An application made to resolve this issue came on for hearing before a deputy master. No expert evidence was adduced as to the appropriate method of valuation. With the consent of the parties, the master devised a method of valuation of goodwill, taking into account the current circumstances and past history:


  • The value of recurring annual fees paid by former clients of B to B, save where the clients had post-transfer either died or become bankrupt (as some had).


  • Where a former client of B transferred to C before any annual fee had arisen for B, an estimate should be made of what the recurring annual fee attributable to that client would be.


  • No account was to be taken of recurring one-off work (which appears to mean types of work that do not recur, notwithstanding that many separate pieces of such work may arise).

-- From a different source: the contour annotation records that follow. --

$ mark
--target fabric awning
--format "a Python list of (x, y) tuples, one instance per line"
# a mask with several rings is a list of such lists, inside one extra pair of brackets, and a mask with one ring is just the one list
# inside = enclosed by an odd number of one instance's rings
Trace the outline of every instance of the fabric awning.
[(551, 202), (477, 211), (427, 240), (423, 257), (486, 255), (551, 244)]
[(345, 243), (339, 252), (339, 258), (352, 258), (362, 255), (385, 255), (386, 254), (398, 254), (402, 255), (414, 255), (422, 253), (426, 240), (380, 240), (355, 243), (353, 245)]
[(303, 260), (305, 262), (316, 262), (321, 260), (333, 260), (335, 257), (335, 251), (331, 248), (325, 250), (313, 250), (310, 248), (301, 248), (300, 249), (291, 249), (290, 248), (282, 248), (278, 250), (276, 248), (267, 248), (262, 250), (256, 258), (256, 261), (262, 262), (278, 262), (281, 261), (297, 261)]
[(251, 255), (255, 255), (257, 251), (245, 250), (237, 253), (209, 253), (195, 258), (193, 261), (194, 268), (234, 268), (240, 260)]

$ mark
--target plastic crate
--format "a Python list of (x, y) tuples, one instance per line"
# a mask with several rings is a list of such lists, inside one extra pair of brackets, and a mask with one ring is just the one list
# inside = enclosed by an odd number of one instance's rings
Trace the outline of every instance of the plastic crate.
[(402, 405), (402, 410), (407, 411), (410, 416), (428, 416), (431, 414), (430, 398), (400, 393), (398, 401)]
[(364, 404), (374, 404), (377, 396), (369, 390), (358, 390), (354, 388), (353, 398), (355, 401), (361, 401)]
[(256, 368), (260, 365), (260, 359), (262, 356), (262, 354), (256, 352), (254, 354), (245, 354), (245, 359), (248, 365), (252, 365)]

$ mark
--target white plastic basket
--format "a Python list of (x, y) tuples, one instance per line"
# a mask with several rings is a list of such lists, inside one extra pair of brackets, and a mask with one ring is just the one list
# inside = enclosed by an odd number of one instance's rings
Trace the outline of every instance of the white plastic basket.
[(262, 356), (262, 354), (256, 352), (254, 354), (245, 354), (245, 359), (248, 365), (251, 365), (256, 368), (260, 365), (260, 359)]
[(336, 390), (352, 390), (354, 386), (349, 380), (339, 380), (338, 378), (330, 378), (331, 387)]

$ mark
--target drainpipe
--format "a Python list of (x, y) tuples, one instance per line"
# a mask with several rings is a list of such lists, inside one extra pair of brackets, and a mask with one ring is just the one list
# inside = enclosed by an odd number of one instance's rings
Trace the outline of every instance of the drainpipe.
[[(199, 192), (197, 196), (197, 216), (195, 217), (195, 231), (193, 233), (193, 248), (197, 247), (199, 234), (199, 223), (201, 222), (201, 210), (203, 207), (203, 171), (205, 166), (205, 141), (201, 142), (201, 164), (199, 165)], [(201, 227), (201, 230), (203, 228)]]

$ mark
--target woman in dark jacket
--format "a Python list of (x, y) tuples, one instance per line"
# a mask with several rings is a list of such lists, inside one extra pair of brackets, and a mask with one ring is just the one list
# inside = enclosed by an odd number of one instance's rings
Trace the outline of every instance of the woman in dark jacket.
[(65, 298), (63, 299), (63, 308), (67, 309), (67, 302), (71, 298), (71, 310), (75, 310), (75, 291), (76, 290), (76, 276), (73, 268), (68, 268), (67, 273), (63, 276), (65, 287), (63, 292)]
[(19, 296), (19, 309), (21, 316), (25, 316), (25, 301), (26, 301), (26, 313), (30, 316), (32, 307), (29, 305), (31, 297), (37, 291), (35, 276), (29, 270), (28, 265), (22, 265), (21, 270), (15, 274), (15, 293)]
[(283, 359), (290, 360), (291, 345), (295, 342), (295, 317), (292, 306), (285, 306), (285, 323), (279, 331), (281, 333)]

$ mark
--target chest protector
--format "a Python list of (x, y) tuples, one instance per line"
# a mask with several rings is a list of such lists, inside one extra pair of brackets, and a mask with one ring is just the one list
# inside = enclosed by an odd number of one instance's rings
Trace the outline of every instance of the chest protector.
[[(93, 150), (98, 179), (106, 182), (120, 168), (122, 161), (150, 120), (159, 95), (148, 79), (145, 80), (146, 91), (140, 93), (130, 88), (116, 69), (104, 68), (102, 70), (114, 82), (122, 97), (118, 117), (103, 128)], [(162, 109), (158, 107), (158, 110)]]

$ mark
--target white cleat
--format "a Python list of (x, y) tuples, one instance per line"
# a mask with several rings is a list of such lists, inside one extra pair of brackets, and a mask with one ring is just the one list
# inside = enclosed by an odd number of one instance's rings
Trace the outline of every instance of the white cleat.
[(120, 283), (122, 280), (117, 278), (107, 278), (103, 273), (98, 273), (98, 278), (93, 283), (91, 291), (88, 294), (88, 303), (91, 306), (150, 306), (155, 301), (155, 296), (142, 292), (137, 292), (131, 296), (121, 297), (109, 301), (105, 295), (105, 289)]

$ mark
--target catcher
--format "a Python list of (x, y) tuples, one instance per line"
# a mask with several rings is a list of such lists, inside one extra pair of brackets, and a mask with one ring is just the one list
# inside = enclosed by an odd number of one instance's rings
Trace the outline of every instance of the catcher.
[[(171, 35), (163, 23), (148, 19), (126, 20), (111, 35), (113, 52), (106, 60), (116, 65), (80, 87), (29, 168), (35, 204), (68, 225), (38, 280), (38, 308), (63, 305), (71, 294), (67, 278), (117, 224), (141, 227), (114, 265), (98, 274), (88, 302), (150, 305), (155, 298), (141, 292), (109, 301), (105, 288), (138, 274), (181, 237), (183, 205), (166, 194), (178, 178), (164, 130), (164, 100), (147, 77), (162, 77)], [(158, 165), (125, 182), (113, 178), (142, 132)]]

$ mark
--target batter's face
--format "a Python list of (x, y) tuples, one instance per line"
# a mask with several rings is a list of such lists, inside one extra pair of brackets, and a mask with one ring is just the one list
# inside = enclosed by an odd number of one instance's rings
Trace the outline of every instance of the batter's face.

  • B sought to appeal this order to a High Court judge. His permission to appeal was limited in effect to one issue - what is the test for deciding which clients had transferred their business to C to such a degree that C ought to pay pursuant to the formula? The judge held that any client who had incurred a fee with C after C had moved to their new firm was such a client, irrespective as to the extent of that fee or whether each such client might subsequently (in other words, subsequent to incurring a fee with C) have died or become bankrupt. The judge also of his own motion (without being prompted by submissions on the point) imposed a cut-off date of one year after C had moved to their new firm, so that any client who first instructed C after that date was to be disregarded.




    Gorne v Scales


    The Court of Appeal gave judgment in Gorne v Scales on 29 March 2006. The case concerned the method of valuation of a card index of customers of a partnership and the sales history of each customer, which was removed by the defendant partners for use in their new business on the collapse and dissolution of the subject partnership. Similar principles are likely to apply to computerised customer information in a professional practice.

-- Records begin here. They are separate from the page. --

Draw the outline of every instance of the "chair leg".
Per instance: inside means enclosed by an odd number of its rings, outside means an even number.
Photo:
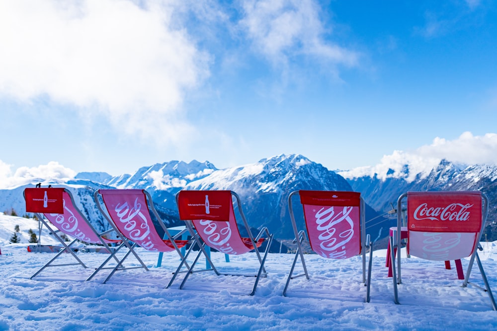
[[[260,274],[262,273],[262,270],[264,270],[265,272],[265,270],[264,268],[264,264],[266,262],[266,258],[267,257],[267,253],[269,252],[269,248],[271,247],[271,242],[273,241],[273,235],[271,235],[269,236],[269,240],[267,242],[267,245],[266,246],[266,251],[264,253],[264,257],[262,258],[262,260],[260,262],[260,266],[259,267],[259,272],[257,272],[257,277],[255,278],[255,283],[254,284],[253,288],[252,289],[252,292],[250,293],[250,295],[253,295],[255,294],[255,289],[257,288],[257,285],[259,283],[259,279],[260,278]],[[257,247],[255,248],[257,249]]]
[[[392,237],[390,237],[390,249],[392,250],[394,248],[394,238]],[[397,289],[397,280],[396,274],[396,269],[395,267],[395,254],[390,254],[391,261],[390,263],[392,264],[392,279],[394,281],[394,301],[395,302],[396,304],[400,305],[400,302],[399,302],[399,292]]]
[[[368,264],[367,288],[366,291],[366,302],[369,302],[371,287],[371,266],[373,265],[373,243],[369,242],[369,261]]]

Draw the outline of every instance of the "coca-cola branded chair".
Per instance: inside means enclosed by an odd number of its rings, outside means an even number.
[[[304,221],[299,222],[299,224],[305,225],[300,230],[293,206],[293,200],[296,200],[297,197],[300,198]],[[302,247],[304,242],[308,242],[314,252],[327,259],[345,259],[361,255],[362,282],[367,287],[365,301],[369,302],[373,247],[369,235],[366,235],[365,203],[360,194],[339,191],[294,191],[288,197],[288,209],[297,247],[283,295],[286,295],[291,279],[304,275],[309,279]],[[369,249],[369,259],[366,278],[367,248]],[[304,273],[294,276],[295,266],[299,258]]]
[[[48,266],[79,265],[83,267],[87,267],[75,252],[77,250],[83,251],[85,248],[77,248],[73,246],[78,241],[88,244],[101,245],[102,250],[109,254],[112,253],[112,249],[108,245],[121,242],[119,240],[110,239],[110,233],[113,230],[100,233],[97,232],[81,211],[76,207],[72,194],[66,188],[27,188],[24,190],[24,197],[26,201],[26,211],[34,213],[41,223],[62,245],[58,253],[31,276],[30,279],[37,275]],[[54,230],[49,222],[52,226],[55,227],[57,230]],[[74,239],[67,244],[60,235],[61,233]],[[108,237],[105,238],[106,236]],[[38,246],[41,249],[39,242]],[[59,249],[59,248],[57,248]],[[71,254],[78,263],[53,264],[64,253]]]
[[[492,307],[497,310],[495,300],[477,252],[488,213],[488,199],[478,191],[408,192],[397,201],[397,235],[390,238],[391,249],[401,247],[401,206],[407,199],[407,253],[425,260],[457,260],[470,257],[462,287],[468,284],[475,260],[480,269]],[[402,283],[401,254],[391,254],[393,268],[394,295],[399,301],[398,284]],[[410,282],[412,279],[410,279]],[[482,288],[474,284],[477,287]]]
[[[201,251],[192,263],[179,288],[183,288],[188,276],[193,271],[200,253],[203,253],[211,266],[210,269],[205,270],[212,270],[218,275],[255,276],[255,281],[250,293],[250,295],[253,295],[260,278],[267,276],[264,265],[271,246],[273,235],[264,227],[254,237],[242,210],[240,199],[232,191],[181,191],[176,195],[176,201],[179,218],[185,221],[187,228],[198,243]],[[240,235],[234,204],[238,209],[238,213],[248,234],[248,237],[243,238]],[[267,243],[263,255],[261,256],[258,248],[264,242]],[[240,255],[254,251],[258,261],[256,274],[241,274],[218,271],[205,252],[204,245],[230,255]]]
[[[144,190],[98,190],[95,192],[94,198],[97,206],[111,226],[121,238],[126,240],[123,241],[112,255],[86,280],[91,279],[102,269],[106,268],[104,266],[122,249],[128,250],[104,281],[104,283],[106,283],[118,270],[143,268],[148,271],[149,268],[136,253],[135,249],[139,246],[147,251],[158,253],[175,251],[181,259],[182,265],[185,264],[188,267],[180,249],[187,245],[189,242],[177,239],[181,238],[187,230],[185,229],[184,231],[172,236],[154,206],[152,197],[148,192]],[[150,210],[153,212],[164,231],[165,239],[163,239],[159,234],[152,221]],[[191,245],[189,250],[192,249],[193,246]],[[140,266],[124,267],[123,265],[123,263],[131,254],[138,260]]]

    The master assessing damages found that 40% to 45% of the defendants' customers in their first year of trading were derived from the card index. The claimant had elected to claim damages rather than seek an account of profits. The claimant's expert accountant regarded the card index as representing the goodwill of the partnership, to be valued by reference to the trading accounts of the partnership as well as to the trading accounts of the defendant partners' new business, deducting the net asset value of the business from what he thought a purchaser would pay for the business as a whole. The defendants' expert valued the card index as an income-generating asset for which a purchaser would be willing to pay a multiple of the annual maintainable positive cashflow, which he assessed to some extent by reference to the accounts of the defendant partners' new business. The master preferred the claimant's expert's method and awarded damages accordingly.

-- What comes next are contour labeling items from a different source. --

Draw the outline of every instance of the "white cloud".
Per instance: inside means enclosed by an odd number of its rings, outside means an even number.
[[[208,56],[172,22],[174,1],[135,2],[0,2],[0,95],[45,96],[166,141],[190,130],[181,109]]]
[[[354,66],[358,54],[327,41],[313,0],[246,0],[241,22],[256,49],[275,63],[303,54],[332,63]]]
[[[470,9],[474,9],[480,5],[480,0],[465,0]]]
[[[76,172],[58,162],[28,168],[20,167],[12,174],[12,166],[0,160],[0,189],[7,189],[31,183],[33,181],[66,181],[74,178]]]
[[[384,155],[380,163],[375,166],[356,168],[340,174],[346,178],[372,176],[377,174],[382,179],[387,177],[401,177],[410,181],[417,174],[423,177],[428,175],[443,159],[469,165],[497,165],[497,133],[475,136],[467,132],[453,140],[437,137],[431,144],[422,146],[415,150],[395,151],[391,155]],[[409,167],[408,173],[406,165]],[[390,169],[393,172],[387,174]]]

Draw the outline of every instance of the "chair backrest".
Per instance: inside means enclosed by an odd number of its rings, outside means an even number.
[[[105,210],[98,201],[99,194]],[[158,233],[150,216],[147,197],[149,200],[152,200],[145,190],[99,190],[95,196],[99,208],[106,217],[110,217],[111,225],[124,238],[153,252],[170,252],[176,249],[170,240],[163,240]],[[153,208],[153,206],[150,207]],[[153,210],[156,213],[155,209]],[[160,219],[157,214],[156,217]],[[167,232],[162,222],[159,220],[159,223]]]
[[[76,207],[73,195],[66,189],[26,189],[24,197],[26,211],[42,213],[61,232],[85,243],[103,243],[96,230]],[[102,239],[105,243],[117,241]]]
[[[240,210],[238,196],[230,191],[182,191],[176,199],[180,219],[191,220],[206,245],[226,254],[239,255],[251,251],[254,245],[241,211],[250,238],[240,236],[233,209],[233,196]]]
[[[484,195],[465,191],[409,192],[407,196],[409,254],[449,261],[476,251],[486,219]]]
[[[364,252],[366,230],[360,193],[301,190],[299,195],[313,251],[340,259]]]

    The Court of Appeal (Lady Justice Arden dissenting) found that it was inappropriate to assess damages on the basis of assuming the continuation of the business as a going concern, involving a review with hindsight of the business derived by the defendant partners from the card index, since in reality the business of the subject partnership had collapsed. If the card index had not been appropriated by the defendant partners, the only way that the card index could have achieved value for the partners as a whole would have been on a sale to a competitor or to the defendant partners. Thus damages should be assessed by reference to the price achievable on such a sale as at the date of dissolution, without reference to the subsequent performance of the defendant partners' new business.